Il ministro Lollobrigida ha detto che è meglio lavorare nei campi piuttosto che stare sul divano col reddito di cittadinanza? Le sue parole sono inaccettabili e contengono anche elementi di idiosincrasia nei confronti delle persone che sono in sofferenza. Il ministro, invece, dicesse che il lavoro nei campi va pagato. Nient’altro“. Così, a Uno, Nessuno, 100Milan (Radio24), Jean-René Bilongo, giornalista italo-camerunense e presidente dell’Osservatorio Placido Rizzotto Flai-Cgil sulle agromafie, commenta le dichiarazioni rilasciate due giorni fa dal ministro dell’Agricoltura al Vinitaly di Verona (“I giovani italiani devono sapre che lavorare in agricoltura non è svilente. Lo dico a chi è sul divano, mentre prende il reddito di cittadinanza”).
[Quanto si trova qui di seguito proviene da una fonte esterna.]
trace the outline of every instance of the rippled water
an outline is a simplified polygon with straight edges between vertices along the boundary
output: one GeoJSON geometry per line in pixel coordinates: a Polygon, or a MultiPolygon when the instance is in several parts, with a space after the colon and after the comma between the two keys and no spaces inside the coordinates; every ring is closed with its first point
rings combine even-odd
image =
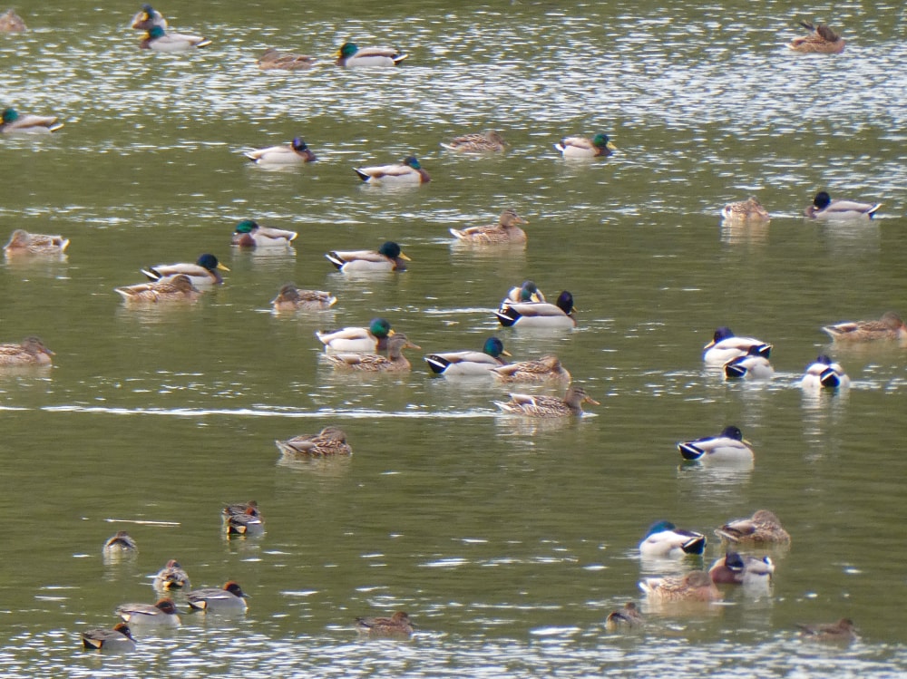
{"type": "MultiPolygon", "coordinates": [[[[2,103],[66,123],[0,140],[0,218],[73,240],[63,261],[0,265],[0,339],[36,334],[57,354],[52,370],[0,377],[5,675],[903,674],[904,351],[829,347],[818,330],[905,311],[900,5],[187,5],[160,9],[211,37],[203,53],[139,52],[124,28],[137,7],[81,0],[19,7],[32,30],[0,35],[2,103]],[[790,53],[800,19],[838,27],[844,53],[790,53]],[[348,36],[412,56],[332,67],[348,36]],[[260,73],[269,45],[324,61],[260,73]],[[484,129],[506,154],[438,146],[484,129]],[[565,163],[551,147],[598,131],[619,149],[605,161],[565,163]],[[241,156],[297,135],[317,162],[267,171],[241,156]],[[414,190],[362,187],[351,170],[411,152],[433,177],[414,190]],[[882,201],[880,218],[805,223],[819,189],[882,201]],[[749,194],[771,224],[720,225],[721,206],[749,194]],[[448,228],[508,205],[531,222],[524,251],[450,245],[448,228]],[[247,216],[298,230],[295,251],[229,251],[247,216]],[[321,257],[388,238],[414,259],[404,275],[345,277],[321,257]],[[202,251],[231,272],[194,308],[129,310],[112,293],[140,267],[202,251]],[[492,308],[530,277],[573,292],[576,331],[498,327],[492,308]],[[340,302],[275,316],[287,280],[340,302]],[[514,422],[492,403],[505,390],[430,377],[422,352],[391,377],[319,360],[314,330],[379,314],[425,352],[492,333],[517,358],[556,351],[601,405],[581,422],[514,422]],[[720,325],[773,342],[775,379],[703,370],[720,325]],[[829,350],[853,387],[802,393],[803,366],[829,350]],[[330,422],[352,459],[278,463],[274,439],[330,422]],[[752,470],[679,464],[676,441],[730,422],[754,443],[752,470]],[[228,542],[220,504],[249,498],[267,533],[228,542]],[[639,562],[652,520],[710,534],[760,507],[794,536],[770,597],[644,607],[644,632],[605,630],[639,600],[640,575],[696,565],[639,562]],[[105,566],[119,529],[141,553],[105,566]],[[172,558],[197,586],[239,581],[248,616],[187,616],[129,656],[83,652],[79,632],[152,600],[150,577],[172,558]],[[356,638],[355,616],[394,609],[418,626],[411,642],[356,638]],[[851,646],[796,636],[798,622],[843,616],[862,634],[851,646]]],[[[718,556],[711,544],[704,565],[718,556]]]]}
Bilongo spiega: “Il divario tra Nord e Sud esiste dalla notte dei tempi e il ministro si rivolge ai giovani del Mezzogiorno che percepiscono il reddito di cittadinanza accusandoli di ciondolare e di stare sul divano. Non è affatto così. Attualmente la retribuzione media oraria per chi lavora sui campi è di 60 euro per 6 ore e 30 minuti di lavoro. Facciamo allora un banalissimo conto: se il reddito di cittadinanza arriva a 500 euro al mese, lavorando invece per 10 giorni sui campi, si intascano oltre 600 euro – continua – Se poi si lavora un mese, si possono guadagnare 1800 euro. Se allora c’è tutta questa richiesta di manodopera in agricoltura, il problema è un altro: bisognerebbe rivendicare con forza che le retribuzioni siano confacenti con il contratto collettivo di riferimento. Cioè il lavoro va semplicemente e debitamente pagato, lo dice l’art. 36 della Costituzione. Non ci dobbiamo inventare proprio nulla”.

E aggiunge: “Nel campo dell’agricoltura ci sono elementi patologici che vanno risanati non con panacee particolari, ma semplicemente con l’applicazione del contratto collettivo nazionale. Tra caporalato e altro, si sono consolidati comportamenti viziati e viziosi da parte dei datori di lavoro, secondo cui la manodopera che si rivolge a loro è da discount, quindi far lavorare qualcuno nella propria azienda agricola è benevolenza e carità – conclude – Non è così. È lavoro e come tale va pagato. In realtà, la madre delle domande è: ha senso avere contratti collettivi con tutele varie e non rispettarli? Allora, diciamolo coralmente e con forza: i lavoratori vanno pagati adeguatamente“.